The Multiple Choice Franchisee

If running one franchise brand wasn’t enough, how about two or three? Although difficult, this has become a growing trend among franchisees.

Greg Hamer Sr. has seen much success running both a KFC and Taco Bell, reports Entrepreneur.

For a decade and a half, B&G expanded across Louisiana, Texas and Mississippi. But in 1998, when Yum! Brands, the parent company of Taco Bell, began allowing franchisees to buy into its other concepts, Hamer decided to get into Kentucky Fried Chicken, too.

“We hadn’t reached our saturation point, but we wanted a little diversity and opportunity for growth, and at the time, the way KFC’s territory was set up, it was a little easier to develop than Taco Bell,” Hamer says.

But just because the same group owned the two restaurants didn’t mean Hamer was on autopilot when switching from chalupas to chicken. “Operationally, the brands are really, really different in their approach and how they operate, and their technology is different,” he says. “They even have a different type of employee, believe it or not.”

These days, franchisees who want to go beyond the traditional single owner-operator model have to ask themselves whether multiconcept franchising is the right way forward.

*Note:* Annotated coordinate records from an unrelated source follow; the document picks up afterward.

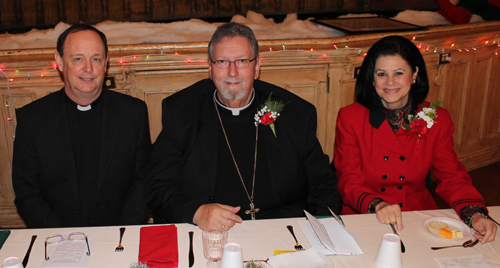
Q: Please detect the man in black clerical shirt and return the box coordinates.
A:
[148,23,340,230]
[12,24,151,228]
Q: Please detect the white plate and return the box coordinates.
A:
[422,217,472,240]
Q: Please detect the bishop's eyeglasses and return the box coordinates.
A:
[210,58,257,69]
[45,232,90,261]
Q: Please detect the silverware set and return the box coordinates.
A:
[23,235,37,267]
[286,225,304,250]
[431,239,479,250]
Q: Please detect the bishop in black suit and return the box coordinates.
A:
[148,23,341,230]
[12,25,151,228]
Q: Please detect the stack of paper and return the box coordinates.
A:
[298,207,363,255]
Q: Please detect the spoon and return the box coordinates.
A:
[431,239,479,250]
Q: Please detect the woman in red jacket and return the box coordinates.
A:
[334,36,497,243]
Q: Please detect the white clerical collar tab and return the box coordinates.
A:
[214,89,255,116]
[76,104,92,112]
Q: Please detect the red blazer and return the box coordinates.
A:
[334,102,486,215]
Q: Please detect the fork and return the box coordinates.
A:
[286,225,304,250]
[115,227,125,252]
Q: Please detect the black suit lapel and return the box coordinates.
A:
[195,88,220,192]
[47,89,79,201]
[97,89,121,194]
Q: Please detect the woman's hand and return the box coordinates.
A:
[471,214,497,244]
[375,202,404,231]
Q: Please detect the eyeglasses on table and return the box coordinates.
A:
[45,232,90,261]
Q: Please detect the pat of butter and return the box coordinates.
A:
[450,228,464,239]
[439,228,453,239]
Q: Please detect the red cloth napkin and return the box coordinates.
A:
[139,225,179,268]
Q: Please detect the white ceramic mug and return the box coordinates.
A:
[375,233,403,268]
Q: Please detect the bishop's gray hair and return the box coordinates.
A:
[208,22,259,59]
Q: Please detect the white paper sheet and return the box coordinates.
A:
[42,232,97,268]
[298,211,363,255]
[434,254,494,268]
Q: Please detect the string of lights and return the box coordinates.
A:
[0,69,16,140]
[0,34,500,138]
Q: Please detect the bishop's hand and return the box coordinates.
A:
[193,204,242,230]
[375,201,404,231]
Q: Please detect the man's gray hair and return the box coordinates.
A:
[208,22,259,60]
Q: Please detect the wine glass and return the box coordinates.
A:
[202,230,227,267]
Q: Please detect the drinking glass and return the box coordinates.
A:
[202,230,227,266]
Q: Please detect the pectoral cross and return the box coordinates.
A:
[245,203,260,220]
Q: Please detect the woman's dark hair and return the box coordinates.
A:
[57,24,108,57]
[355,35,429,110]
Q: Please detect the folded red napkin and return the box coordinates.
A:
[139,225,179,268]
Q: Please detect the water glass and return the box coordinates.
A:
[202,230,227,262]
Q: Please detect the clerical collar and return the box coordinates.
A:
[65,92,102,112]
[214,89,255,116]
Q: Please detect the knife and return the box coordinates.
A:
[389,223,406,253]
[23,235,37,267]
[189,231,194,267]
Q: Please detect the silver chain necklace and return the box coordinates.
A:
[214,90,260,220]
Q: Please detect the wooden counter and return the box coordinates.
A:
[0,22,500,228]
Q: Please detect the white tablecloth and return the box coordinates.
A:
[0,207,500,268]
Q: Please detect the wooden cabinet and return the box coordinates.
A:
[0,22,500,228]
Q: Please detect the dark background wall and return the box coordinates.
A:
[0,0,438,32]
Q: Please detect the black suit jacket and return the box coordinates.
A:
[148,79,340,223]
[12,89,151,227]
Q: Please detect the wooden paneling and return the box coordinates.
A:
[0,0,438,31]
[0,22,500,228]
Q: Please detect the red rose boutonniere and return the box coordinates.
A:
[402,101,443,155]
[255,93,288,137]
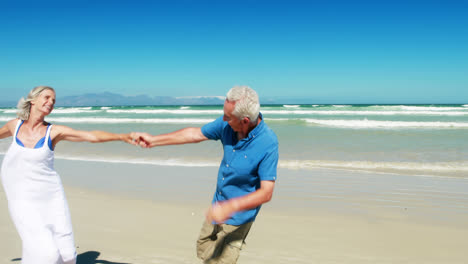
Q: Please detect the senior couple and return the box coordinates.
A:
[0,86,278,264]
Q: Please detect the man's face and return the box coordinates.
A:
[223,100,243,132]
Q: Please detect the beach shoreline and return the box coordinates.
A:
[0,160,468,264]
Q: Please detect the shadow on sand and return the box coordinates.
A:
[11,251,131,264]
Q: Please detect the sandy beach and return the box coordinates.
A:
[0,160,468,264]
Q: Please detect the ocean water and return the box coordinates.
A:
[0,104,468,178]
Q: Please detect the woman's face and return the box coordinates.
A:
[31,89,55,115]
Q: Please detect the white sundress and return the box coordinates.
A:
[1,120,76,264]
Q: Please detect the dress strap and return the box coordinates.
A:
[44,124,52,150]
[13,119,24,141]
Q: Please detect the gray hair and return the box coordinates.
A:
[16,86,55,121]
[226,86,260,123]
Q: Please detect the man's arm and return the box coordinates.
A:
[206,181,275,223]
[131,127,208,148]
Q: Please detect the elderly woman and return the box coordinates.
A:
[0,86,134,264]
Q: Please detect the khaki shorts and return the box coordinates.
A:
[197,221,253,264]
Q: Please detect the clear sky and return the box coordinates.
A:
[0,0,468,103]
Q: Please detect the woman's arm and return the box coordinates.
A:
[51,125,137,146]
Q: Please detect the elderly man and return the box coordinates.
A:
[132,86,278,263]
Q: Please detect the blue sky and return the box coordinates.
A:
[0,0,468,103]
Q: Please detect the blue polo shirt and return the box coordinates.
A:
[201,114,278,225]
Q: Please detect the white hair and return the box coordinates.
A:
[226,86,260,123]
[16,86,55,121]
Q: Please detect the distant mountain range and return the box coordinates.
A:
[0,92,224,107]
[0,92,305,107]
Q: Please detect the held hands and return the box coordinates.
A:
[126,132,154,148]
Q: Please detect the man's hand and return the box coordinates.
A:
[206,199,238,223]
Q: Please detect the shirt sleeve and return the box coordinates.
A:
[258,146,279,181]
[202,116,224,140]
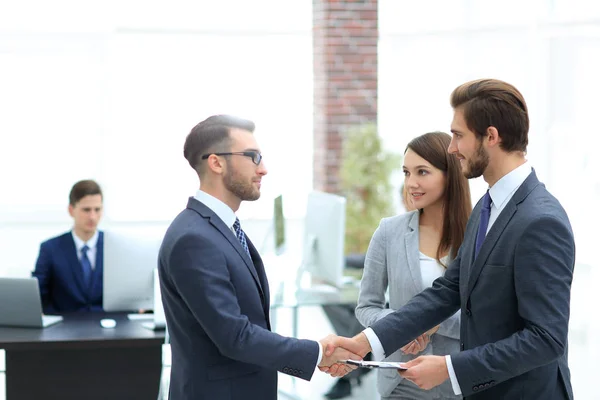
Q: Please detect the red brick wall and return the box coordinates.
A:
[313,0,378,193]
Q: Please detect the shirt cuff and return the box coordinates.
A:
[317,342,323,367]
[446,356,462,396]
[363,328,385,361]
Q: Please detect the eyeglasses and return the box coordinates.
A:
[202,151,262,165]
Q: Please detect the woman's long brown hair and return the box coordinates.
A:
[404,132,472,267]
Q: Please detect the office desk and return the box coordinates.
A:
[0,313,165,400]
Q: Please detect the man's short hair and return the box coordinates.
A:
[450,79,529,152]
[69,179,102,206]
[183,115,254,175]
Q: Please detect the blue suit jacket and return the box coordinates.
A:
[158,198,319,400]
[371,172,575,400]
[32,232,104,314]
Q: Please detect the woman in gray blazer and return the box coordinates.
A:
[356,132,471,399]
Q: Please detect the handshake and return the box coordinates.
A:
[319,334,371,377]
[318,326,449,390]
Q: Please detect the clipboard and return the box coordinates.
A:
[338,360,408,371]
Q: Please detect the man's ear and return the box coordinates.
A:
[484,126,502,147]
[206,154,224,174]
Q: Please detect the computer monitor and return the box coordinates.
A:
[296,192,346,287]
[103,227,165,312]
[273,195,285,256]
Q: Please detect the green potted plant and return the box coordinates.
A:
[340,123,402,254]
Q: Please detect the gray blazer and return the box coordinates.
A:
[356,211,460,398]
[371,172,575,400]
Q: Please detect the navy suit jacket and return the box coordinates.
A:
[371,172,575,400]
[32,232,104,314]
[158,198,319,400]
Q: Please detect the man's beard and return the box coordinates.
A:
[223,170,260,201]
[465,141,490,179]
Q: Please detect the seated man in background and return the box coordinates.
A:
[32,180,103,314]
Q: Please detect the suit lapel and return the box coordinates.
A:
[63,234,88,299]
[210,214,264,296]
[467,169,540,296]
[467,200,517,294]
[246,237,271,329]
[89,232,104,299]
[400,211,423,293]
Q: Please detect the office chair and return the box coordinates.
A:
[158,329,171,400]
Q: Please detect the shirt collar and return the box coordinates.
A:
[490,161,531,208]
[194,190,236,229]
[71,229,99,252]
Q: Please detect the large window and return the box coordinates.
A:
[0,0,312,224]
[379,0,600,265]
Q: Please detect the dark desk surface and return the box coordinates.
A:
[0,313,165,350]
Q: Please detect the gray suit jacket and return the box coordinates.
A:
[158,198,319,400]
[371,172,575,400]
[356,211,460,398]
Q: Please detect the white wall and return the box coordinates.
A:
[0,0,312,276]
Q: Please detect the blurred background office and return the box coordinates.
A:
[0,0,600,399]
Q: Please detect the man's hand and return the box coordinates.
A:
[398,356,450,390]
[400,333,429,354]
[319,335,362,377]
[319,332,371,376]
[400,325,440,354]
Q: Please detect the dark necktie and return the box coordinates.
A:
[233,218,252,260]
[81,244,92,288]
[475,190,492,257]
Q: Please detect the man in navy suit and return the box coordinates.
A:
[332,79,575,400]
[158,115,358,400]
[32,180,104,314]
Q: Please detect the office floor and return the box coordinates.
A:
[0,266,600,400]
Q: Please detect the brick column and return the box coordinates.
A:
[313,0,378,193]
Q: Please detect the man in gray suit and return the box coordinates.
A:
[333,79,575,400]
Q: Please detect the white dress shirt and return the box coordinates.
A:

“Multiconcept franchising is a solution for certain types of franchisors and franchisees,” says John Hayes, franchise expert and professor of business and mass communication at Gulf University in Kuwait. “Most are happy with one business–and why not? If it’s profitable and enjoyable, who needs more? Well, there’s always someone who wants more, and multiconcept franchising fills the need.”